Volume 3:The Great Surges (1921-1927)

$49.80

I Love This Land – Patriotism and Revolutionary Cultural Activities in

the 1920s

In 1938, faced with a land of beacon fires and devastated souls, the

poet Ai Qing wrote these lines: “Why are my eyes always brimming with

tears? Because I love this land so deeply….” (Ai Qing: I Love This Land

(17.11.1938). The original poem reads: “If I were a bird,/ I too should sing

with a hoarse throat:/ This storm-battered land,/ This river that forever

rages with our grief,/ This furious wind that blows endlessly,/ And the

incomparably gentle dawn from the forest…/ –then I died, / and even my

feathers rotted inside the earth. / Why are my eyes always brimming with

tears? / Because I love this land so deeply….” This is a bleak echo that

reverberates through the corridors of Chinese history in 20th century. This

is the main tone of Chinese cultural activities in the 1920s. The 1920s is a

historical turning point of Chinese culture in 20th century. Around the central

era axis of saving the country and alleviating the plight of the people, the

Chinese nation in the 1920s explored and groped for various truths to save

the country and the people with pluralism of ideas, diversity of actions and

a hundred schools of thought—the cultural ecological pattern embodied

in the May Fourth Movement they inherited. Proposals and experiments

came out in a kaleidoscope on social transformation. However, the Japanese

imperialist invasion put an end to the historical conditions for the existence

and development of cultural pluralism in China in the 20th century. The

severe crisis of the survival of the nation-state forced nationalist and radical

ideas and their programmes of action to emerge from the diverse cultural

ecologies to be the main theme of the times. The most striking of these

was the newly established CCP of this period, which, after absorbing and

adapting of Sun Yat-sen’s new Three Principles of the People, put forward

a National Revolutionary programme to defeat the imperialism and warlord

rule. In the era of outraged nationalism, this programme gradually became

the dominant trend that led the revolutionary cultural activities in China in

the 1920s. Despite the Waterloo of the “April 12” coup in 1927, the cultural

and political ideas of the democratic revolutionary programme guided the

spirit of the “left-wing” process of Chinese culture in the late 1920s and

early 1930s. They kept merging and fusing into a national, scientific, public

and new democratic cultural trend in the fire of the Resistance Against

Japanese Aggression.

In the main thread that Chinese culture in the 1920s transformed

from an ecological pattern of diversity to radical National Revolution

(Northern Expedition) and nationalism, the book captures the cultural

forms, phenomena, events and trends of the 1920s, such as theatre, cinema,

humanitarian thought, feminist thought, Civil Education, modern Chinese

nationalism and the early women’s movement of the CCP, in an attempt to

place the main thread in the context of the emergence and development of

this serial social and cultural activities.
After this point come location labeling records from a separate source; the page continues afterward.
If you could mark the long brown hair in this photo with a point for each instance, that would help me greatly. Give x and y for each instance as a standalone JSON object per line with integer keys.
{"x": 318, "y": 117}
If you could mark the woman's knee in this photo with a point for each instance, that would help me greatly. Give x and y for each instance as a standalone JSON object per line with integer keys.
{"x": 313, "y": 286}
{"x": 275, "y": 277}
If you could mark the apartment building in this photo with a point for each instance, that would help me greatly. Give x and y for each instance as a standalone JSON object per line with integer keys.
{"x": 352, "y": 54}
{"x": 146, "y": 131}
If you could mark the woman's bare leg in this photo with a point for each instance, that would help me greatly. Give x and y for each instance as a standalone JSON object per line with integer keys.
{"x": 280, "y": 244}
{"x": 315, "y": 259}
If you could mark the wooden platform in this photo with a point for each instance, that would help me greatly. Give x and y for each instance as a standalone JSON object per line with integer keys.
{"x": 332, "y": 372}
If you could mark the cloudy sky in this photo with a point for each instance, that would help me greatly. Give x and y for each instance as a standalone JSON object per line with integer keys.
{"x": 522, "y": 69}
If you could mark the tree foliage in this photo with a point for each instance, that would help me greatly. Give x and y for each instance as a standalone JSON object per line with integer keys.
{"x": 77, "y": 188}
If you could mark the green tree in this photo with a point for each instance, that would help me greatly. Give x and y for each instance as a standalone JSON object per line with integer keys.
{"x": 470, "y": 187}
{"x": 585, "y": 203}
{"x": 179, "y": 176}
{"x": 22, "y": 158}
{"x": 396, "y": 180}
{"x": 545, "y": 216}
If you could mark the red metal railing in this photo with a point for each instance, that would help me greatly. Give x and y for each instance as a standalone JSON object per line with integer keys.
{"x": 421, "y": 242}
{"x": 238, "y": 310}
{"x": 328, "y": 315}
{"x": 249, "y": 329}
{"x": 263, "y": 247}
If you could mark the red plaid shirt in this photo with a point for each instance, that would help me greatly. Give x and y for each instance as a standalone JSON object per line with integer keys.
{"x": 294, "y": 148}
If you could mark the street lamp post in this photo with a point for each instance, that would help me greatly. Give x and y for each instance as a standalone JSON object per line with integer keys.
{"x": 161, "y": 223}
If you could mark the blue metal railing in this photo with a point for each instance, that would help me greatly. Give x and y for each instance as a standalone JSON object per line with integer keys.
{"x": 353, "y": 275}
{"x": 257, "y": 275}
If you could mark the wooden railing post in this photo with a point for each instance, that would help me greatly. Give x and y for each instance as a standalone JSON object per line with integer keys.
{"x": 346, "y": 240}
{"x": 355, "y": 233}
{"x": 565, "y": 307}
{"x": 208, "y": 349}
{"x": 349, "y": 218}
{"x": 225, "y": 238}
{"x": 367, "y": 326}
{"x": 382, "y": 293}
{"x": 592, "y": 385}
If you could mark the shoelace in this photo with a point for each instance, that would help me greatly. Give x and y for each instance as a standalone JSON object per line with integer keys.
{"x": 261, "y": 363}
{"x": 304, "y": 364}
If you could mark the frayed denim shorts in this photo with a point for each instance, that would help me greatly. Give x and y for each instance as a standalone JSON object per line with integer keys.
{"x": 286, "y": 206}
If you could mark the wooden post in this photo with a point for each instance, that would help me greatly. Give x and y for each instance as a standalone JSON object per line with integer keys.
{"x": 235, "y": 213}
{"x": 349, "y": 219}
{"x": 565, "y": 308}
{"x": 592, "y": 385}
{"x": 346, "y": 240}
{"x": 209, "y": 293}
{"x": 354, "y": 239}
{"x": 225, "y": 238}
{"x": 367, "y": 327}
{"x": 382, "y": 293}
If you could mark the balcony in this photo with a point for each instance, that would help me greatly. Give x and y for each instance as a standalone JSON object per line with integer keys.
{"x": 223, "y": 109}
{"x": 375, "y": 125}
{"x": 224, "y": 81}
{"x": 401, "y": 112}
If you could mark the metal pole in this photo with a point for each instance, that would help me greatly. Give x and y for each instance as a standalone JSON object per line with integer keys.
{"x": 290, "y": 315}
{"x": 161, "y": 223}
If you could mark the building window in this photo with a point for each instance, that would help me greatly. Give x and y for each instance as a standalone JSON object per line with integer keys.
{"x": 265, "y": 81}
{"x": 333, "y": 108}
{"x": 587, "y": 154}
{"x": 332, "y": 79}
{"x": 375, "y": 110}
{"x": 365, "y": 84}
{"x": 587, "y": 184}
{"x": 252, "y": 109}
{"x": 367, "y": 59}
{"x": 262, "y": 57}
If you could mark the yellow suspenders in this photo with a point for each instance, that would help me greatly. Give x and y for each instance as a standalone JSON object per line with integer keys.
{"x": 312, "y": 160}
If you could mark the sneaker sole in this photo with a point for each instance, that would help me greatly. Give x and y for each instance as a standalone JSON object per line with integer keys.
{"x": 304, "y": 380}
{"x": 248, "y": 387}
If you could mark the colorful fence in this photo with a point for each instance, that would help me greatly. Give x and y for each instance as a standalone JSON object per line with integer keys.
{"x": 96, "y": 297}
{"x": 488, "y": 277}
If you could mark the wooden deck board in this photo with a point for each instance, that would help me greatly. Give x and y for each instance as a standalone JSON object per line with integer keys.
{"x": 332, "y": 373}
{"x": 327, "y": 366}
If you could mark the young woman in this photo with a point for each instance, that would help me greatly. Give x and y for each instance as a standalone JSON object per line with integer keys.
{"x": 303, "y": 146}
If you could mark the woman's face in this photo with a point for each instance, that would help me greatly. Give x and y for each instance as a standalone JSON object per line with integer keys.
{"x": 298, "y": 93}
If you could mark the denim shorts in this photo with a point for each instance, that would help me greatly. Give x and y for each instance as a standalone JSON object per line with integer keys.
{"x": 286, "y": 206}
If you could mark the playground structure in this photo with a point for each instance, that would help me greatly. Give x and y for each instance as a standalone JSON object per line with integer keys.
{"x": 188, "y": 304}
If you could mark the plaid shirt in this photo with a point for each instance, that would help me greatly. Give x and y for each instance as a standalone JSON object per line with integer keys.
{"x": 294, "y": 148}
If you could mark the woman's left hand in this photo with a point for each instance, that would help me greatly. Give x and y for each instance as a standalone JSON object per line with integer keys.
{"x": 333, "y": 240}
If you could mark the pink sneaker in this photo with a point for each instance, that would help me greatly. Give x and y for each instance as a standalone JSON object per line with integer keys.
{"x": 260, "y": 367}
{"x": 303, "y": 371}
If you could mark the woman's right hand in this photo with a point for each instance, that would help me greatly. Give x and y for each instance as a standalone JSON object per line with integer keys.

In a sense, today’s China is a mirror of yesterday’s history.The Chinese

modernity itself is a modern continuation and evolution of tradition. The

questions raised, the efforts made and the results produced in the 1920s are

still working in our thinking and acting silently. Present diverse cultural

landscape, the diverse ways of life, and the various value judgements and

solutions to the fate of the nation in the new era of globalisation are indeed

somewhat similar to those of the 1920s. First, although things have changed

a lot, and the worries of saving the country and relieving the people’s

hardship have been replaced by the great rejuvenation of the Chinese

nation, patriotism and concerns about the country and the people are our

eternal original intentions. Understanding history means understanding the

present. Second, it is still an unaccomplished historical project to construct

democracy, human rights and the rule of law. How to sort out, inherit and

carry forward the rich cultural heritage and resources left to us in the 1920s

is worthy of our serious reflections.